His mother Kalyani Mukherjee was the niece of Ajoy Mukherjee, sometime Chief Minister of West Bengal, of Biswanath Mukherjee, husband of the communist ideologue and parliamentarian Geeta Mukherjee. Ranga was involved in student politics right from the earliest stages, as one of the founding members and the first president of the National Students Union of India, it was no less a person than Prime Minister Indira Gandhi, whose great personal favourite he was, who called him to take up this post after going through due process. By 1973, he had been elected a member of the All India Congress Committee. In 1977, on obtaining a degree from Kirori Mal College, Delhi University, he moved to Madras to practice in labour law; when the Congress was re-elected in 1980, Rangarajan was asked by his dear friend, soon-to-be-Prime Minister Rajiv Gandhi, to play an active role in politics. He won the 1984 elections from Salem Lok Sabha constituency. P. V. Narasimha Rao appointed him Minister of State for Law and Company Affairs in July 1991.

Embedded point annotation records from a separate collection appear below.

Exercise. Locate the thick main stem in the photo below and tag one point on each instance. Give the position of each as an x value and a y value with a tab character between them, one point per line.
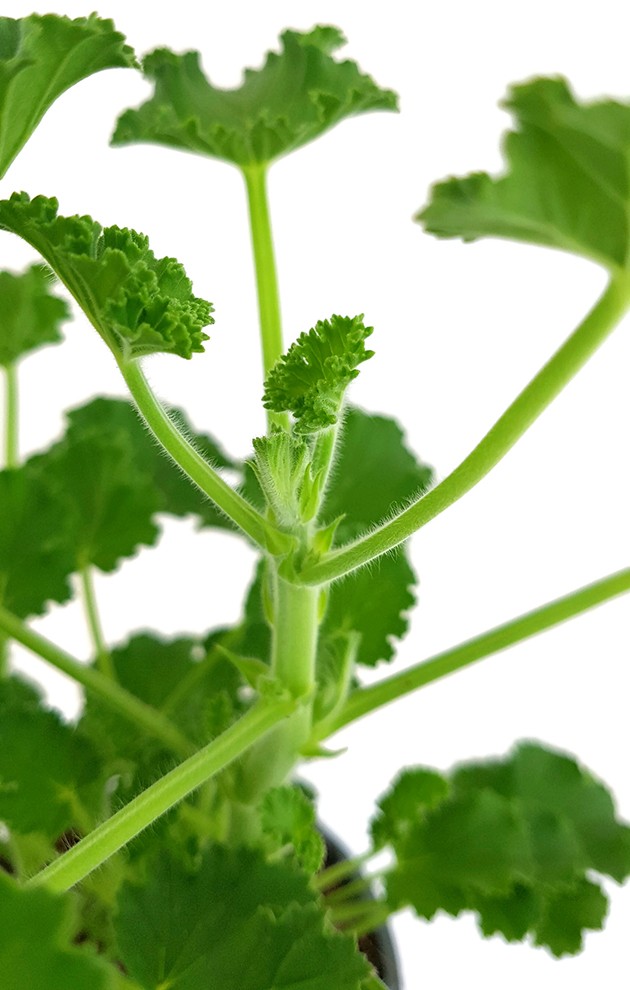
195	466
121	828
514	422
294	650
266	275
365	700
120	700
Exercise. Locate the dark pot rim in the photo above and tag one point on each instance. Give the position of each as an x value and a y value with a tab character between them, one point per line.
389	970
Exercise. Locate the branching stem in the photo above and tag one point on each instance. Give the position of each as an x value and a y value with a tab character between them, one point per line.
514	422
365	700
122	701
121	828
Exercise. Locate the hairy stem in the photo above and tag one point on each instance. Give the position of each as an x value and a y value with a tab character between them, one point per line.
122	701
11	433
235	507
122	827
365	700
101	652
266	276
514	422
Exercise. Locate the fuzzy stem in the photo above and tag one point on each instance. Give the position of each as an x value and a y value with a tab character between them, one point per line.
365	700
109	691
142	811
11	434
235	507
266	275
102	654
514	422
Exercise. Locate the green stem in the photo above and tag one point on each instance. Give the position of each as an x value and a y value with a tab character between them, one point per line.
142	811
365	700
294	649
235	507
11	441
102	654
93	680
514	422
266	275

Despite his personal sense of loyalty to Narasimha Rao, Ranga was unable to support him in what was being seen as a corrupt Congress regime. In a letter to the President he raised several issues with regards to corruption perpetrated by the Prime Minister, based on documents he had in his possession and that formed the basis of the Vohra Committee report. In this letter he asked the President to ask the Prime Minister to step down and face an investigation against the charges. In late 1993, Rangarajan resigned as Cabinet Minister. In May 1995, Rangarajan resigned from the primary membership of the Indian National Congress and along with Arjun Singh, N. D. Tiwari, Sheila Dikshit and others, founded the Congress. However, Rangarajan lost his seat in the 1996 Parliamentary elections during which his new party suffered a crushing defeat. In December 1997, Rangarajan joined the Bharatiya Janata Party, he won from the Tiruchirapalli Lok Sabha constituency in 1998 and 1999 and became one of the torch-bearers of the BJP in Tamil Nadu.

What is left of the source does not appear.